Invented in 1832 by Adolphe Quetelet, a Belgian astronomer and mathematician, it was adopted by governments around the world in the 80s as a way to determine the health of the population.

The calculation however (which takes someone’s weight in kilograms and divides it by the square of their height in metres to tell them if they’re ‘underweight,’ ‘healthy,’ or ‘obese’) was originally intended for the ‘average man’ and so used to define what was ‘normal’ in the 19th century – namely white European men.

This, of course, is heavily discriminatory and disregards the fact that a healthy weight changes depending on race, gender, and age.

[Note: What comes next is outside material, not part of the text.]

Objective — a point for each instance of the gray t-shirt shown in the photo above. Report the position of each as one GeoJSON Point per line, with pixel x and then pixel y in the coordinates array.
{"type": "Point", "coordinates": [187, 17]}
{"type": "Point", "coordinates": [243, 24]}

BMI also doesn’t distinguish between fat, muscle, and bone density, which means that most professional athletes are classified as overweight.

It also doesn’t take into account where on the body the fat is carried – visceral fat around your organs is considered more dangerous than other areas of the body, for example around the hips.

In 2016, a study by UCLA concluded that tens of millions of people who had overweight and obese BMI scores were actually perfectly healthy. And that 30 percent of people with ‘healthy’ BMIs were, in fact, not healthy at all.

Noting this, the American Medical Association (AMA) has begun urging doctors to look beyond the almost 200-year-old screening tool.

Voting to adopt a new policy earlier this week, the AMA has officially recognised the ‘historical harm’ of BMI and admitted it has been used for ‘racist exclusion.’ Instead, it now recommends alternative measures for diagnosing obesity be used in clinical settings.

‘For the longest time, I’ve been in this emperor-has-no-clothes situation, where I just couldn’t understand why really smart physicians continue to rely on something that was so clearly flawed,’ psychology professor A. Janet Tomiyama told the New York Times.

The new policy also advises against the use of BMI in diagnosing eating disorders, saying it’s ‘problematic’ because ‘it does not capture the full range of abnormal eating disorders.’

The recommendations from the AMA are just suggestions, rather than strict regulations that doctors must comply with.

However, the association is influential in the medical community and the new policy indicates that accepted thinking around the metric and the way obesity is measured is finally changing and that the movement to shift away from BMI as a measure of individual health risk alone is gaining steam.

‘The goal is to personalize how BMI is used in medical decision-making and to move away from blanket generalizations that can lead to stigma and bias,’ says Dr. Jamy Ard, a professor of epidemiology and prevention at the Wake Forest University School of Medicine.